Entscheidungsstichwort (Thema)
Schadensersatz. Tarifliche Ausschlussfrist
Leitsatz (amtlich)
Die tarifliche Ausschlussfrist des § 18 Ziff. 4 MTV für den Hessischen Einzelhandel erfasst auch deliktische Ansprüche des Arbeitgebers, dies jedenfalls dann, wenn zugleich die Voraussetzungen der positiven Vertragsverletzung erfüllt sind. Erhält der Arbeitgeber erst nach Beendigung Kenntnis von der unerlaubten Handlung, beginnt die zweimonatige Ausschlussfrist mit der Kenntniserlangung.
Normenkette
BGB § 823 Abs. 2; StGB § 266; MTV Hess. Einzelhandel § 18
Verfahrensgang
ArbG Darmstadt (Entscheidung vom 17.12.1998; Aktenzeichen 2 Ca 177/98) |
Tenor
Die Berufung der Klägerin gegen das Urteil des Arbeitsgerichts Darmstadt vom 17. Dezember 1998 – 2 Ca 177/98 – wird auf ihre Kosten zurückgewiesen.

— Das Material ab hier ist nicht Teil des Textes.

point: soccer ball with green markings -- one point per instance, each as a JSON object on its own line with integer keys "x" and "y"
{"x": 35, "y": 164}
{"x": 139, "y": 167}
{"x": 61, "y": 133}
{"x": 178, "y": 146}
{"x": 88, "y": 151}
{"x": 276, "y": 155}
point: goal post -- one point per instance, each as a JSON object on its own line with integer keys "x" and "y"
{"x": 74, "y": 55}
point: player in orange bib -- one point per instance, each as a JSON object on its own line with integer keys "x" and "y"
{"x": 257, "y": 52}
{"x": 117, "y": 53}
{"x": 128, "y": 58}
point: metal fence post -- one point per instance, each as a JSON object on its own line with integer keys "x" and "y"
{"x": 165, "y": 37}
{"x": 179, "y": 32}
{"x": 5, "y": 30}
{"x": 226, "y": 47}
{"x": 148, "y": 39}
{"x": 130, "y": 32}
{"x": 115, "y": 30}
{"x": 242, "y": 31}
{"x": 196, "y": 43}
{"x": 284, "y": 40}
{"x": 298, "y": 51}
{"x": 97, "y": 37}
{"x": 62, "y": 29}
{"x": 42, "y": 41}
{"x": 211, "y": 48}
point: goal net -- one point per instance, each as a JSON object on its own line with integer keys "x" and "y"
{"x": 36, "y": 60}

Die Revision wird nicht zugelassen.
Tatbestand
Die Parteien streiten auch zweitinstanzlich um Schadensersatzansprüche wegen einer dem Beklagten vorgeworfenen Straftat.
Die Klägerin betreibt ein Einrichtungshaus. Der Beklagte war bei ihr vom 1. Jan. 1996 bis zum 31. Mai 1996 als Abteilungsleiter der Verkaufsabteilung „Junges Wohnen” mit einem Bruttomonatsgehalt von DM 7000 nebst Umsatzprovision und Prämien beschäftigt. Das Arbeitsverhältnis endete in gegenseitigem Einvernehmen.

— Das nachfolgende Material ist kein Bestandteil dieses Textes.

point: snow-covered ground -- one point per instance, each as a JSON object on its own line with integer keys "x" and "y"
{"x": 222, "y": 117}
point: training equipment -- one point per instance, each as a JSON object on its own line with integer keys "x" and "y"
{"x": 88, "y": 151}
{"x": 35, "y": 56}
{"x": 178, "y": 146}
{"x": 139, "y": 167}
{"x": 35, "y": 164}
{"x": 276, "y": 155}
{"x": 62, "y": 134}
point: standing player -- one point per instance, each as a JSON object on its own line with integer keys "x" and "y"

Am 16. Febr. 1996 verkaufte der Beklagte der Kundin Frau R. ein Jugendzimmer, das mit einem Preis von DM 4.801 ausgezeichnet war, für DM 3.500. Der Beklagte nahm den Betrag bar von der Kundin entgegen. Bei der Klägerin existiert eine Preisgarantie dergestalt, dass die Kunden berechtigt sind, für Waren, die sie anderswo billiger sehen, auch bei der Klägerin nur diesen Preis zu zahlen.
Am 24. Dez. 1996 erstattete die Klägerin gegen den Beklagten im Zusammenhang mit dem Verkauf des Jugendzimmers Strafanzeige wegen Unterschlagung. Am 9. Juni 1997 wurde der Beklagte durch Strafbefehl des Amtsgerichts Fürth (Az.: 4 Js 13942.0/97) wegen der Einbehaltung eines Betrages von DM 3.500 gem. § 266 StGB zu einer Geldstrafe von 50 Tagessätzen à DM 80 verurteilt. Der Strafbefehl wurde am 26. Juni 1997 rechtskräftig.
Auf das Arbeitsverhältnis findet der für allgemeinverbindlich erklärte Manteltarifvertrag des Hessischen Einzelhandels Anwendung. Außerdem ist in § 17 des zwischen den Parteien geschlossenen Arbeitsvertrags vereinbart, dass die Tarifverträge für den Hessischen Einzelhandel in der jeweils geltenden Fassung Anwendung finden.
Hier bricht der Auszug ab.